ふぉはへふんカゲくんわへへあえう分けてあげる


 三分の一ほど切ったのをトカゲにあげようとしたが、トカゲは口を両手でふさいで、首を横にぶんぶん振る。


(あれ? トカゲって肉食じゃなかったっけ? あ、虫は食べるけどベーコンは食べないのか)


※人間の舌に合わせた塩味の食べ物は、他の動物が食べると塩分過多になってしまう恐れがあります。トカゲに人間用のベーコンをあげるのはやめましょう。


 ジョージはヒメの食事が終わるまで廊下で待機している。おかげでお下品な食事作法を注意できる者が誰もいなかった。優雅さのカケラもない朝食を終えた一国の姫は、大きなトカゲをナゾの防具で誘導しながら廊下へと出てきた。


 本気で防具を返してほしがるトカゲの目が三角につり上がるが、背が低すぎてヒメには伝わらない。


「ここだとゆっくりお話ができないから、私の部屋でないしょ話しよ」


 首を猛烈な勢いで横に振る大トカゲ。


 ヒメが厨房を出て廊下に移動するので、大トカゲも、しぶしぶ歩く。このままヒメがあの防具を持って行って部屋に鍵をかけてしまっては、取り戻すのが厄介だった。


 廊下ではジョージが待っていた。歩きだす二人の間に挟まれて、大トカゲがちょこちょことついてゆく。


「階段は、大丈夫かな。
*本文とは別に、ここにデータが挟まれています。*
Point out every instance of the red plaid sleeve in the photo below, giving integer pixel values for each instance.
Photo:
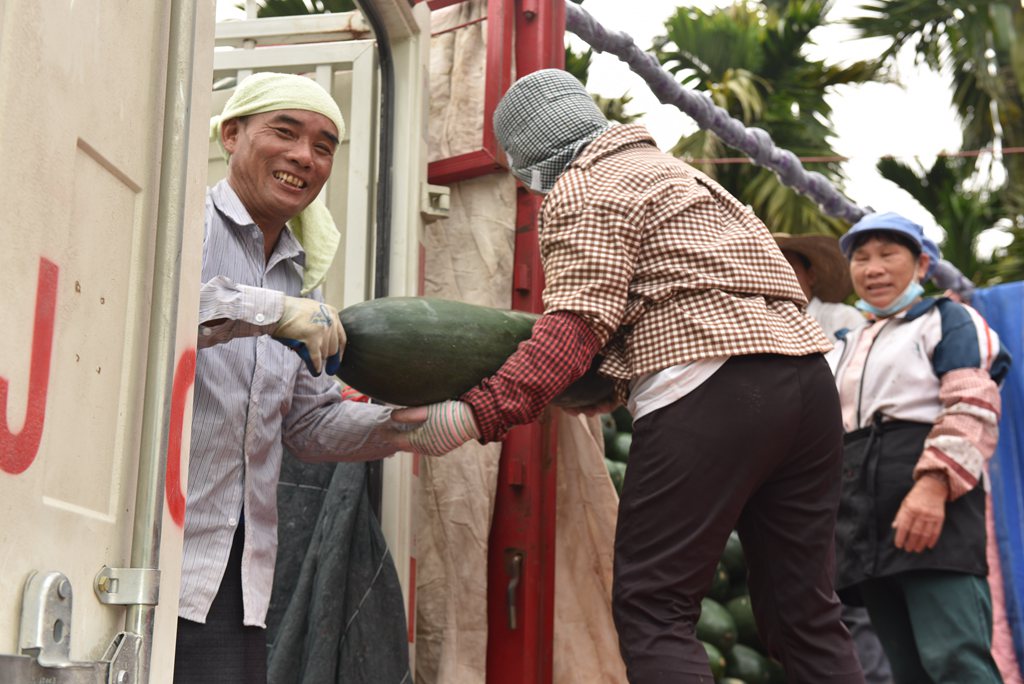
(559, 351)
だっこしてあげようか」


 ヒメは彼の短すぎる足を心配して、振り向いた。さっき絨毯にもつまずいていたし、些細な段差すら苦労しそうに見える。


 嫌がって逃げようとする大トカゲを追いかけて、ヒメはその両脇に腕を差し入れた。腰に力を入れて持ち上げようとしたそのとき、予想外に重たい大トカゲに驚いて、座り込んでしまった。
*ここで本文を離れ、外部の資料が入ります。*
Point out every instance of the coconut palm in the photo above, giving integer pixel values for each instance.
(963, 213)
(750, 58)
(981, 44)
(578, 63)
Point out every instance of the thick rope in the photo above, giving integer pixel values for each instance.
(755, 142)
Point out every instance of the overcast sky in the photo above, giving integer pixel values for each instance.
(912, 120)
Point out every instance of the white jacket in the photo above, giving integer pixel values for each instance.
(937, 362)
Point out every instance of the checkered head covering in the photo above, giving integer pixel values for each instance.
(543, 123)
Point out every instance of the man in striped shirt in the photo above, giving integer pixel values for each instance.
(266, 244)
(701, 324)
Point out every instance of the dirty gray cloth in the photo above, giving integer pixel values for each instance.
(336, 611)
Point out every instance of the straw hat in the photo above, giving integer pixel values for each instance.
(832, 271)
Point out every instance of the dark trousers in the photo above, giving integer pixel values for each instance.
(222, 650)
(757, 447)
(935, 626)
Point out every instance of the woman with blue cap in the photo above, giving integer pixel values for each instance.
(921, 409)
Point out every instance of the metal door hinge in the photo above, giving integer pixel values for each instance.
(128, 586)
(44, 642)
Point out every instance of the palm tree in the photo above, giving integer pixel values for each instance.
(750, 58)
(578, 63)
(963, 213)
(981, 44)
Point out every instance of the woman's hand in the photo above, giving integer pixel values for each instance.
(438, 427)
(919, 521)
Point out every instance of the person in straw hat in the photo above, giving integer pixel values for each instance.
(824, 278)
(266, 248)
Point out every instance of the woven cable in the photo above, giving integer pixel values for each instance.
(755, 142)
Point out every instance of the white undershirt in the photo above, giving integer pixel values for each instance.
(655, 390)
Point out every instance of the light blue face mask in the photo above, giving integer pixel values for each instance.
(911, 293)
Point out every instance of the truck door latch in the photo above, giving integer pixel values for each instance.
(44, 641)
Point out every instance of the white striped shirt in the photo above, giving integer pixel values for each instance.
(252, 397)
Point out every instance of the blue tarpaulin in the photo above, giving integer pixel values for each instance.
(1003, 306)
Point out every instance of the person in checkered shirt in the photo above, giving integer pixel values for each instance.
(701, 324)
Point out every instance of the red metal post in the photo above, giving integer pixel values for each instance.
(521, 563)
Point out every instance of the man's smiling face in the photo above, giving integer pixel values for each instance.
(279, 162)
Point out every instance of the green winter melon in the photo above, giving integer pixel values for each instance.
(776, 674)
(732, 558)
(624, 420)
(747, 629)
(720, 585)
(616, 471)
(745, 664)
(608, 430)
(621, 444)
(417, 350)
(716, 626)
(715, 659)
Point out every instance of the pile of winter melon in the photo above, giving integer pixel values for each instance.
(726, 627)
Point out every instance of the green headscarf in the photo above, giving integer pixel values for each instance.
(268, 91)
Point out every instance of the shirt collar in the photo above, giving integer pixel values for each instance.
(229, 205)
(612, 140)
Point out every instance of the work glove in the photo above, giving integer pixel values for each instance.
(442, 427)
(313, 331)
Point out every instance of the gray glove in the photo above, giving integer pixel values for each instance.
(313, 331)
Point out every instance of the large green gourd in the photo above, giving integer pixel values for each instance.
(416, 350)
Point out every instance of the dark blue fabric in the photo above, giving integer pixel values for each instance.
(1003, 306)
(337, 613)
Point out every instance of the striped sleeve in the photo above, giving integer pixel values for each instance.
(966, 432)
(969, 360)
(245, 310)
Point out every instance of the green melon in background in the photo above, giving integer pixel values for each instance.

「うっそだ〜、どこにそんな重量が……。わかったよ、じゃあ、ゆっくり階段を上ろうね。待っててあげるから」


 ヒメの青い瞳にのぞきこまれて、大トカゲは赤い目をぱちくり。大きな瞳孔が細くなって、赤いっぱいにヒメの顔が映りこんだ。


(ん……? なんだろう、この子の目の中、どこかで見覚えがある気がする)


 初対面であるはずの大トカゲから、不思議な既視感を覚えつつ、とりあえずヒメは立ち上がった。
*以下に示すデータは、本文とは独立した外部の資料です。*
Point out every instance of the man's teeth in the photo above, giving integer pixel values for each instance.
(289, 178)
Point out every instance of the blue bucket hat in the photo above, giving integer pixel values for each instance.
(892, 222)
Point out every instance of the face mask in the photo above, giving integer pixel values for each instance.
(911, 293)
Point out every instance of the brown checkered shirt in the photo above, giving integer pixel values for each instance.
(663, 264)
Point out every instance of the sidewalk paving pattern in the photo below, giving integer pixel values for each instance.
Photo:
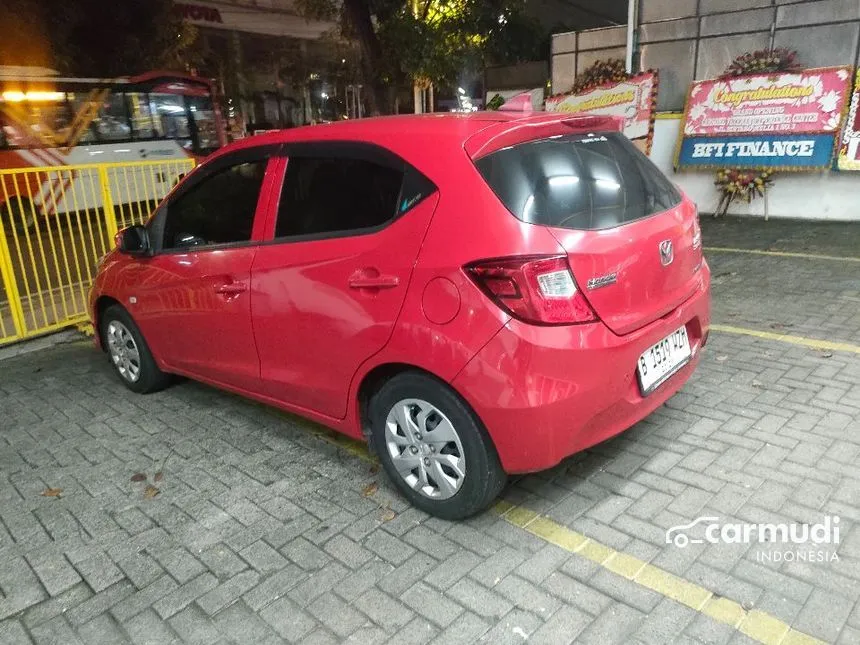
(266, 529)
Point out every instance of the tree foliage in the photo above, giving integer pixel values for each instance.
(97, 37)
(436, 41)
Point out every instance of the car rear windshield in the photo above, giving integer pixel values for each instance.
(582, 182)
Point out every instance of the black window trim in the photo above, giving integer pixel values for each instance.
(347, 149)
(155, 227)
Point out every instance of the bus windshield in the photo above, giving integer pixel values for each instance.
(68, 113)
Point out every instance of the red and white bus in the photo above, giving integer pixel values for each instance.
(47, 120)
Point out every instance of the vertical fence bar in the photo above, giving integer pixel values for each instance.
(10, 284)
(107, 203)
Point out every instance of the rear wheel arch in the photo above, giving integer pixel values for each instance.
(379, 375)
(475, 477)
(371, 383)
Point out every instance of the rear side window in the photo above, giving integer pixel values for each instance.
(332, 194)
(582, 182)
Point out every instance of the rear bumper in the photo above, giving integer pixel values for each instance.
(545, 393)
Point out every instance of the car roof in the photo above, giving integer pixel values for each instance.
(454, 125)
(419, 137)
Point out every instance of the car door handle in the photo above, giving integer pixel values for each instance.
(373, 282)
(231, 288)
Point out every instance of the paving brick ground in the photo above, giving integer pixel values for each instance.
(263, 533)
「姫様、たぶんそのペットくんは成人男性並みに重たいと思いますよ。抱き上げるのは、あきらめましょう」


 そう言って追いついてきたジョージを見て、ふとヒメは、これから大トカゲと話す内容を一般人のジョージに聴かれるのは大変まずいような気がして、焦った。


「ジョージさん、あの〜、まことに申し上げにくいんだけど、占いペットくんと、二人きりでお話したいの。いいかな? あ、べつに仲間外れにしようとしてるわけじゃないよ、ただ、その〜、なんて言ったらいいのか……」


 いつもジョージが誠心誠意尽くしてくれる分、心苦しかった。おそるおそる顔色をうかがうと、彼は穏やかに微笑んでいた。


「はい、そのためのトカゲくんですから。それに私も、竜の巣の秘密に深入りするような恐ろしいことはしませんよ。姫様には姫様の世界があります。難しいお立場なのは、この爺、しっかりと理解しておりますよ」


「ジョージさん!! 本当にいつもありがとう。あなたには背中を押されてばかりだよ」


 ヒメの胸から、ごろごろするような気持ち悪い迷いが、ほんの少しだけど晴れてきた。たとえ筆を転がすだけの占いでもいいから、今の状況を少しでも打開できる策が欲しいと、強く願っていた自分にようやく気が付いた。


「それじゃあ占いペットさん、私たくさんお話しちゃうけど、いいかな」


 大トカゲがぐったりしている。疲れているようだから、ヒメはやっぱり階段だけでも持ち上げようと思ったが、いざ階段の前まで来ると、大トカゲは自力でよじ上り始めた。


「ゆっくり行こうね。途中で休憩してもいいからね」


「……」


 いらぬ世話だと言わんばかりに、両手も使って黙々と段差を乗り越えてゆく。そしてついに、安定して階段を上りきったのだった。


「すごーい! おめでとう。って、私が持ってるこの手袋を返してほしいだけなんだよね。ごめんね、ひどいことして」


「……」


 ヒメに部屋の前まで案内された大トカゲは、何度もジョージを恨めしげに振り向きながら、ヒメの私室へと吸い込まれていったのだった。